L'atmosphère terrestre abrite divers aérosols, mélanges gazeux de particules de poussière et de gouttelettes liquides. Certains proviennent de la pollution humaine, comme la suie ou le protoxyde d'azote. Mais l'aérosol le plus abondant est d'origine naturelle : l'écume des vagues océaniques.
Lorsque les vagues se brisent, de minuscules bulles éclatent, libérant des « embruns marins » qui s'élèvent dans l'air. Ces aérosols influencent la formation des nuages et la réfraction de la lumière solaire, jouant un rôle clé en météorologie et climatologie.
Le principal aérosol atmosphérique est d'origine naturelle : l'écume des vagues en mer.
Moins connu : ces embruns transportent des particules autres que l'eau et le sel vers les hautes couches atmosphériques. Leur présence réduit l'espace pour la vapeur d'eau, modifiant la réfraction lumineuse et la formation des nuages.

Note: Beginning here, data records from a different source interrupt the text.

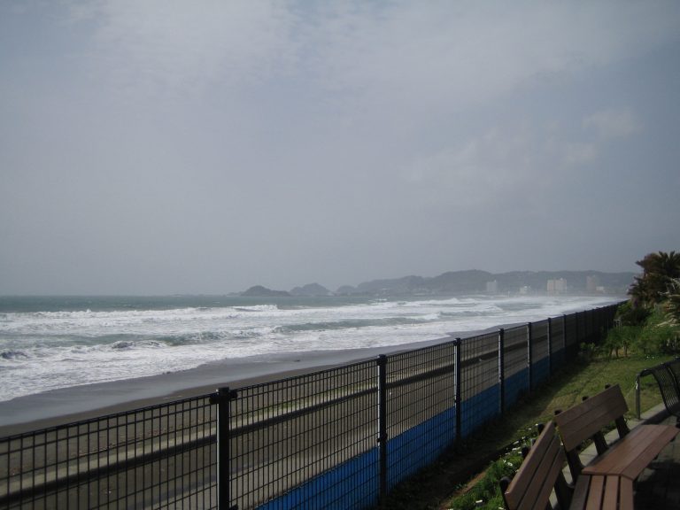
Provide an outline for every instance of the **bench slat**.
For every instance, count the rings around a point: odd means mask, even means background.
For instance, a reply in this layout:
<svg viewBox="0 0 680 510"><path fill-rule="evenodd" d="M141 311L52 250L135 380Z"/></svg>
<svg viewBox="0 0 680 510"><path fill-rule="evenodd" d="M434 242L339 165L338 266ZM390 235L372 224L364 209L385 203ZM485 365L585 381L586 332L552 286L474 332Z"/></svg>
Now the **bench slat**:
<svg viewBox="0 0 680 510"><path fill-rule="evenodd" d="M561 476L565 460L560 438L555 434L555 424L551 421L538 435L505 491L507 507L545 509L556 481Z"/></svg>
<svg viewBox="0 0 680 510"><path fill-rule="evenodd" d="M590 491L588 491L588 502L586 506L589 508L599 508L602 503L602 493L605 489L605 477L595 475L591 478L591 487Z"/></svg>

Des chercheurs américains ont récemment démontré que les particules sécrétées par le plancton – organismes microscopiques à la base de la chaîne alimentaire marine – et les bactéries marines déterminent l'impact des aérosols marins. Cela est particulièrement vrai lors des proliférations algales, où le plancton nourrit à la fois les animaux marins et les bactéries.
Ces travaux éclairent le rôle crucial des océans dans le système météorologique et climatique mondial.